Alors que Dany Boon a été victime d’une escroquerie de près de 7 millions d’euros en 2021, orchestrée par un homme se faisant passer pour un aristocrate irlandais, le procès s’ouvrira le 26 septembre à Nice.
Dany Boon a été victime d’une escroquerie de près de 7 millions d’euros en 2021, orchestrée par un homme se faisant passer pour un aristocrate irlandais, Thierry Fialek-Birles, alias Terry Birles.
L’acteur a rencontré Thierry Fialek-Birles en 2021, à Monaco, dans un contexte mondain, notamment au Royal Cork Yacht Club. L’escroc s’est présenté comme un héritier d’une noble famille irlandaise, diplômé d’Oxford, expert en nautisme, et propriétaire de yachts et d’un manoir.
Il a également prétendu que sa compagne était conseillère du prince Albert II de Monaco et que ses parents étaient morts dans un accident d’hélicoptère, renforçant ainsi sa crédibilité.
Cette façade sophistiquée a séduit Dany Boon, qui lui a accordé sa confiance.
Dany Boon, propriétaire d’un yacht de luxe nommé Umaren (estimé à 3,5 millions d’euros), a engagé Thierry Fialek-Birles pour en assurer l’entretien, la gestion et l’assurance.
L’escroc a orienté l’acteur vers une société fictive basée à Dublin, South Seas Merchants Mariners Ltd Partnership (SSMM), prétendument créée par sa famille.
Dany Boon a versé 2,2 millions d’euros à cette société pour des travaux de rénovation et des services liés au yacht.
Thierry Fialek-Birles a ensuite convaincu Dany Boon d’investir 4,5 millions d’euros dans un prétendu programme d’investissement garanti par la Banque centrale d’Irlande, promettant un rendement annuel de 3,25 % non imposable. Cette offre, présentée comme sûre et prestigieuse, a incité l’acteur à effectuer un second versement important.
Lorsque Dany Boon a tenté de récupérer son argent, Thierry Fialek-Birles a prétendu que la société SSMM avait été vendue à une famille italienne fictive, les Rossi, et que les fonds avaient été transférés vers des comptes offshore au Panama et en Corée du Sud.
En réalité, la SSMM était une société-écran, et l’investissement auprès de la Banque centrale irlandaise n’existait pas.
L’escroc utilisait de multiples alias (comme Terry Waterford-Mandeville) et gérait un réseau de sociétés fictives, certaines enregistrées aux Samoa, pour dissimuler ses agissements.

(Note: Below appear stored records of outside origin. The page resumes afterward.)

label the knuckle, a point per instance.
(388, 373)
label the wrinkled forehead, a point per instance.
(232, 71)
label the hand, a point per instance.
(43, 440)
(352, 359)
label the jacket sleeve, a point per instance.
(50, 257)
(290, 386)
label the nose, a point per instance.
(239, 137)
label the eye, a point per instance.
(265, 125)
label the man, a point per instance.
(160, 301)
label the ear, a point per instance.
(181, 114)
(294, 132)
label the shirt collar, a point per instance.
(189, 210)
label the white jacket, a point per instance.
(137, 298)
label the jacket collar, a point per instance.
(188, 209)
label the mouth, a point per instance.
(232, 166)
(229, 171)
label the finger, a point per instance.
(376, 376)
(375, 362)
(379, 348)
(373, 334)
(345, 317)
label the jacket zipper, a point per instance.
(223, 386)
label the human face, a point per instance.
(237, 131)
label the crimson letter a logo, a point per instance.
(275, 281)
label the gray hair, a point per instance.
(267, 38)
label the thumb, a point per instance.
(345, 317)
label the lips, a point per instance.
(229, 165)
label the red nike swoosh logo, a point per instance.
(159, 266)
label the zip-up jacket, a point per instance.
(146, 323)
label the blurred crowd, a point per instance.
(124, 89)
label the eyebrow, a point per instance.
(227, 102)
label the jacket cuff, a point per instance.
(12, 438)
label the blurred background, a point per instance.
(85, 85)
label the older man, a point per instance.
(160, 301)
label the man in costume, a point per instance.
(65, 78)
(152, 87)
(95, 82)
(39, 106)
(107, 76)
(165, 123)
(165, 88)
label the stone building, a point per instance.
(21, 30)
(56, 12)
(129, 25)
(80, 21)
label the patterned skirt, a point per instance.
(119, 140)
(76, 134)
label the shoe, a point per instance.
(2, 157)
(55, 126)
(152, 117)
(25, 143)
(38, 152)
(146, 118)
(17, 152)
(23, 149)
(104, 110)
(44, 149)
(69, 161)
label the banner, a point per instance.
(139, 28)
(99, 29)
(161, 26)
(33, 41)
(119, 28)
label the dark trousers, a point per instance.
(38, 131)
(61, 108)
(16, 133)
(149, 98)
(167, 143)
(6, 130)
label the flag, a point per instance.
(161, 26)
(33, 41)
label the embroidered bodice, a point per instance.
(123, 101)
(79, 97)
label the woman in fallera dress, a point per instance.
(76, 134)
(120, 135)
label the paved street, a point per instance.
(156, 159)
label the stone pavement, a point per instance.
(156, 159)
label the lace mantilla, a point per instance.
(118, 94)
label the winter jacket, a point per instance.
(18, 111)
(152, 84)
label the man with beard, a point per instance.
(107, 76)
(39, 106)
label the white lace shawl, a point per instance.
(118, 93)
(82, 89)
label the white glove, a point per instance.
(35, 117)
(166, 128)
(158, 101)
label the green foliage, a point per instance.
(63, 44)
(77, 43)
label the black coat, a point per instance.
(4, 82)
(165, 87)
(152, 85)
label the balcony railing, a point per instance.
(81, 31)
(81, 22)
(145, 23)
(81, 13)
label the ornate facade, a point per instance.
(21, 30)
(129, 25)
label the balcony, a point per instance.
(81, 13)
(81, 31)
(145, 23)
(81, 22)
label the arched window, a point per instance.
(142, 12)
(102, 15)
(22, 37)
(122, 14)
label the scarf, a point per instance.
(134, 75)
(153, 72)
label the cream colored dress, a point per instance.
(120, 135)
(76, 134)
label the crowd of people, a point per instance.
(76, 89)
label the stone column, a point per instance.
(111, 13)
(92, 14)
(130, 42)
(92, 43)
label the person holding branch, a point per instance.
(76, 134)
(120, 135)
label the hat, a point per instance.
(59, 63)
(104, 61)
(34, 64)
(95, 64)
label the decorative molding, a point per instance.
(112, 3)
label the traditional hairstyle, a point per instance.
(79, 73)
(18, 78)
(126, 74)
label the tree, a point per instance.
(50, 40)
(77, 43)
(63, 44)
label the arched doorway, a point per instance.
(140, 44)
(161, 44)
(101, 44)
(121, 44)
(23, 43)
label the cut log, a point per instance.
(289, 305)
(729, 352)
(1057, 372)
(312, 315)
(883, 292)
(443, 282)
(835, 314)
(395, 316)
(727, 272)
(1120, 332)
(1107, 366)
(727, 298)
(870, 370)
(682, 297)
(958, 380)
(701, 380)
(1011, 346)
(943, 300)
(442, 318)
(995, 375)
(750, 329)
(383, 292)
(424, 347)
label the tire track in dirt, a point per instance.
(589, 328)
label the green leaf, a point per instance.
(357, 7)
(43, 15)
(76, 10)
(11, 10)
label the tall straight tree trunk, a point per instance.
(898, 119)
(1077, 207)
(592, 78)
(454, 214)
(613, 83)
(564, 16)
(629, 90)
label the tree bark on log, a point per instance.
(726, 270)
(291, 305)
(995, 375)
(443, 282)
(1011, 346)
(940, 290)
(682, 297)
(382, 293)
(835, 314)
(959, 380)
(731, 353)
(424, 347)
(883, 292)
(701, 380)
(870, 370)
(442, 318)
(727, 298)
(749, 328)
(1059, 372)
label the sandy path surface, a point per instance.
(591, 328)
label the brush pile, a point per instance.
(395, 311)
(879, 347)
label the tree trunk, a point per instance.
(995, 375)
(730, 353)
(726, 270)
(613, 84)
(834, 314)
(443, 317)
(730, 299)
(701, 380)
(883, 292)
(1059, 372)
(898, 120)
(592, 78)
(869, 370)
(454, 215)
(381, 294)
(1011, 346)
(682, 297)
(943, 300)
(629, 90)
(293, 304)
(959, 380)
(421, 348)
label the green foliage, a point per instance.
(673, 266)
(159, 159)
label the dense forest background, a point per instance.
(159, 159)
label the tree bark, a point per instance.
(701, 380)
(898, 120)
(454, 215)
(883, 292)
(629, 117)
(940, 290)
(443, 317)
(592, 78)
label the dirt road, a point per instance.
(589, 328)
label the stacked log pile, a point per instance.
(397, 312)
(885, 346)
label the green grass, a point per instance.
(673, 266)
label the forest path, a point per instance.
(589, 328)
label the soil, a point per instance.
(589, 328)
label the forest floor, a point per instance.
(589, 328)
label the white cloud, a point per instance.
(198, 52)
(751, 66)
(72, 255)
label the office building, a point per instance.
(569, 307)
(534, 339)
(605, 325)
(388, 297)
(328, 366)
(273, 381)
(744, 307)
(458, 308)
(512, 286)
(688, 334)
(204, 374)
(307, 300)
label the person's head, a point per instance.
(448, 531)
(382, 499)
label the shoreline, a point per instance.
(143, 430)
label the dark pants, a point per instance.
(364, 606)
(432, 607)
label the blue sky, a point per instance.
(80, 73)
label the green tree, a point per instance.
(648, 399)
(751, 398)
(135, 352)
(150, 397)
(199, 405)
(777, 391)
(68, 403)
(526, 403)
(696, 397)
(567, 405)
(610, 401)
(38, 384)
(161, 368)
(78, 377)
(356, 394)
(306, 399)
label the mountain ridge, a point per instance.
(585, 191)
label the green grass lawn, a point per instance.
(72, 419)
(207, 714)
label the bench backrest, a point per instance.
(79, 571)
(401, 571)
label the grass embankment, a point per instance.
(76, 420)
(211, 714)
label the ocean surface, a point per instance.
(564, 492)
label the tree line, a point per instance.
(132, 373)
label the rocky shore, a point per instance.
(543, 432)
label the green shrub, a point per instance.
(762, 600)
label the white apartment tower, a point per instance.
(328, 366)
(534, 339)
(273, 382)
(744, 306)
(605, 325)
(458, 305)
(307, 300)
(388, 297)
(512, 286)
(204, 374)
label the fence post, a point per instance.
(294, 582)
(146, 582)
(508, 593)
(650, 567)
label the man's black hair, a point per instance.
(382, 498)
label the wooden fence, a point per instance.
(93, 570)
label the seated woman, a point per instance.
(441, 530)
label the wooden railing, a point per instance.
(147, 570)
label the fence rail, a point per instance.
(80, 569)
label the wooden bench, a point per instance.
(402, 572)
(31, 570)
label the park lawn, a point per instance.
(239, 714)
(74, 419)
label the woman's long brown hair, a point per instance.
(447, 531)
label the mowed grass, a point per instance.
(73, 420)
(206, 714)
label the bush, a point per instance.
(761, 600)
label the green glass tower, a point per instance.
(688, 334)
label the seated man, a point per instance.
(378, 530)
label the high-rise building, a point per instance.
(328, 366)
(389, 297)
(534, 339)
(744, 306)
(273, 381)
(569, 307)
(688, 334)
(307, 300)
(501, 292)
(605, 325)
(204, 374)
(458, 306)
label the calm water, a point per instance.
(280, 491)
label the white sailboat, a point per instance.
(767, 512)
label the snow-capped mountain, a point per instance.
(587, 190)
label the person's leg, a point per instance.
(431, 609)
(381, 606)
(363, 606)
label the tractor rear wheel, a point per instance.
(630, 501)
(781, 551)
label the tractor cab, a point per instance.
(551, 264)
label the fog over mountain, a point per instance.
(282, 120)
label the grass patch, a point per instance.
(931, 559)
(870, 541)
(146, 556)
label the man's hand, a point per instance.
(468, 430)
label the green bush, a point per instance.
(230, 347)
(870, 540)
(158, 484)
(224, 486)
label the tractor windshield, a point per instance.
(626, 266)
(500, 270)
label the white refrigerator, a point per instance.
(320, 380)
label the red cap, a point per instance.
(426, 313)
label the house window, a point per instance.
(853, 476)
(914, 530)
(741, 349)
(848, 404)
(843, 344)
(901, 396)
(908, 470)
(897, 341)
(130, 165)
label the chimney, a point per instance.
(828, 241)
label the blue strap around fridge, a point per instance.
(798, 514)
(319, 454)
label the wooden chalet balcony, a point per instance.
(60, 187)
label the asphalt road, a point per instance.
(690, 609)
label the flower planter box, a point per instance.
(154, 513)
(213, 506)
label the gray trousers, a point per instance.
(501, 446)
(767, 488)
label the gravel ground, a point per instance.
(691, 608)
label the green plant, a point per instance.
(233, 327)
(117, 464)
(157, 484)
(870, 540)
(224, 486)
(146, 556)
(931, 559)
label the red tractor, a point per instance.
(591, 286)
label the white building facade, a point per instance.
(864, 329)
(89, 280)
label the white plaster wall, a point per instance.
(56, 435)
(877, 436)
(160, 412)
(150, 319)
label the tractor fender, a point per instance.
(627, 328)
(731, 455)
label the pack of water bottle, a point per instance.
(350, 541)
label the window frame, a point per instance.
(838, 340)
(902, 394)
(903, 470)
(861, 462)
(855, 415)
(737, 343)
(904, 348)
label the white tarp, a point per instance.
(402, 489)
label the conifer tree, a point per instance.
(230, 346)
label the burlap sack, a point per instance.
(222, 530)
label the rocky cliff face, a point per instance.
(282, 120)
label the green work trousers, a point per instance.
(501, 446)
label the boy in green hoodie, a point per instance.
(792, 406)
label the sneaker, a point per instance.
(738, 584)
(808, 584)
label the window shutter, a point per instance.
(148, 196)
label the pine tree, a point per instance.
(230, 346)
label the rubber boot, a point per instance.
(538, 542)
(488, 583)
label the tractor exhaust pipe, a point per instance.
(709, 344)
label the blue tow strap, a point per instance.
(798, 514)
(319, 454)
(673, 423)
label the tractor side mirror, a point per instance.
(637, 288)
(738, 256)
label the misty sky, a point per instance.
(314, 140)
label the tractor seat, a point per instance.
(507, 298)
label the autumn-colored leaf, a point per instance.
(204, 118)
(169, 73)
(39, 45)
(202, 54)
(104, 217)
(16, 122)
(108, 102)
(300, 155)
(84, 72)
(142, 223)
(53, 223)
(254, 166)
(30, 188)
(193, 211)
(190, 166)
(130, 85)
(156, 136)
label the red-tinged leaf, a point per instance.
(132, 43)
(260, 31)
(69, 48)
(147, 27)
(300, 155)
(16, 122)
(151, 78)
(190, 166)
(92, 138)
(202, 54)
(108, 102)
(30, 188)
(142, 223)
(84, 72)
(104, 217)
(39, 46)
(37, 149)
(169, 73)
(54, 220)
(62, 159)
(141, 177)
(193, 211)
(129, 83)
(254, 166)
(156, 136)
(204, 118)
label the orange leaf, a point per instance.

Alerté par une source anonyme, probablement une autre victime, Dany Boon a engagé des détectives privés qui ont révélé l’ampleur de la supercherie : fausses identités, passeports multiples, et comptes offshore.
L’acteur a alors porté plainte, et la justice irlandaise a gelé une partie des avoirs de Thierry Fialek-Birles en 2022.
L’escroc a été arrêté au Panama en février 2024, extradé vers la France, et est actuellement en détention provisoire à Nice, où son procès est prévu pour le 26 septembre prochain. Il est poursuivi pour fraude, blanchiment d’argent, faux et usage de faux.
L’arnaque a exploité le désir de Dany Boon d’optimiser ses investissements, notamment via des placements fiscalement avantageux, un point sensible pour l’acteur, déjà épinglé pour des pratiques fiscales controversées (comme l’achat de son yacht via une société offshore à Antigua-et-Barbuda pour éviter 700 000 euros de TVA).
La promesse d’un rendement attractif et non imposable a joué sur cette volonté de maximiser ses gains, rendant Boon vulnérable à la manipulation de Thierry Fialek-Birles.